According to a recent study by Caltech neuroeconomists, our brain naturally craves the taste of food a split second before processing the health benefits. Researchers monitored participants’ decision making process between healthy and unhealthy pairs of food. Those participants could distinguish which food tasted better faster than which food was healthier.
Wondering why you long for the junk at first? “Taste is a concrete, innate attribute,” the press release says. The study found some participants automatically craved the sweet stuff, but after realizing the health benefits, they reverted to a healthier option.
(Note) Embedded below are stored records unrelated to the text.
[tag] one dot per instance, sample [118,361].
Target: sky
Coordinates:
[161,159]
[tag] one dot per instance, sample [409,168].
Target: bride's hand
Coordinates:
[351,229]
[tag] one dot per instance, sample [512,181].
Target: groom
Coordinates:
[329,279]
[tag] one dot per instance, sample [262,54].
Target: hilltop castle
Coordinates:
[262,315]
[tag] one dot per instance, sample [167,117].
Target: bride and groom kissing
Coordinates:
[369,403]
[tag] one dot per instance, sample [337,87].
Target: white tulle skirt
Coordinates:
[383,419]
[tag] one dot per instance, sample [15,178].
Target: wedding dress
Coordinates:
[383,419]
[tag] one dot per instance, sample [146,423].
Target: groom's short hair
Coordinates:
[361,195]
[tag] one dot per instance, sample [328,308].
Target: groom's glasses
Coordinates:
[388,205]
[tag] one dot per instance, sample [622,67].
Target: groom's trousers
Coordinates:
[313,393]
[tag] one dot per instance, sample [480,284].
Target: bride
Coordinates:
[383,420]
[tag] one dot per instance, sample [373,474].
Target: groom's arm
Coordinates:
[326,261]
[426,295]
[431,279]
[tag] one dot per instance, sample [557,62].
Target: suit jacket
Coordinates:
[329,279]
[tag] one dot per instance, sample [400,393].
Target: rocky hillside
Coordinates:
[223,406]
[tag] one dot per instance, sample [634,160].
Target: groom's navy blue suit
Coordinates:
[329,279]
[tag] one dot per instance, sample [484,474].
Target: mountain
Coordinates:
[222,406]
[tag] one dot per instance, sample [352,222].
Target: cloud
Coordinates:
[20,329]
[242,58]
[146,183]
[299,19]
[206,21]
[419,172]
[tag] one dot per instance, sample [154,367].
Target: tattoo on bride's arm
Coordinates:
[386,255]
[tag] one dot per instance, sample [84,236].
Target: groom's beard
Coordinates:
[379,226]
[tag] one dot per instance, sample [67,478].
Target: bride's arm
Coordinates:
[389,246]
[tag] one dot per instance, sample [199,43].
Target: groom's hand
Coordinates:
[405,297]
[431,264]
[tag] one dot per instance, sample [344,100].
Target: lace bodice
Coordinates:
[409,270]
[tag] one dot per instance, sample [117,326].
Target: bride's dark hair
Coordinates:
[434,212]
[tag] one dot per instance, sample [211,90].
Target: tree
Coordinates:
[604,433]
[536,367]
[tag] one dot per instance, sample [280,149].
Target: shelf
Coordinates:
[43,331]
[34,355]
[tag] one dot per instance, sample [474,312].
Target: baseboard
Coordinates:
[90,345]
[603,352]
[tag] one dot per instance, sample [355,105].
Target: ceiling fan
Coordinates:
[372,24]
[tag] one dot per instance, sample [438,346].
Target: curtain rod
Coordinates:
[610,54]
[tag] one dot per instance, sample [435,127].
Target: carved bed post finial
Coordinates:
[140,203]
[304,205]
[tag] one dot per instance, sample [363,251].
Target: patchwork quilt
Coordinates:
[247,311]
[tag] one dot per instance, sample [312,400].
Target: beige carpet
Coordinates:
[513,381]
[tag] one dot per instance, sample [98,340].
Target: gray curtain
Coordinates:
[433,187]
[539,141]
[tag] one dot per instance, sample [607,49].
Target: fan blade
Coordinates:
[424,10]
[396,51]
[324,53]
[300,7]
In fact, it took nearly 200 milliseconds before they processed health information.
“People are making these choices very quickly — in a couple of seconds — so very small differences, even just a hundred milliseconds, can make an enormous difference in whether or how much health considerations ultimately influences the decision,” Caltech researcher Antonio Rangel said in the press release.
However, 32% of participants in the study completely dismissed healthful options, and chose food based entirely off taste. Caltech then conducted a further study to see if people can better monitor self-control. The researchers split participants into two groups: the high self-control group who stuck with the healthier option, and the low self-control group who chose food based off desired taste.
According to Daily mail: “Those with the least amount of self-control began to consider the health aspect of food 323 milliseconds later than those with the most, indicating that the quicker someone begins to consider health, the more self-control he is likely to exert.”
This means you should take a second (or less) to curb a craving. Your taste buds won’t thank you, but your gut sure will.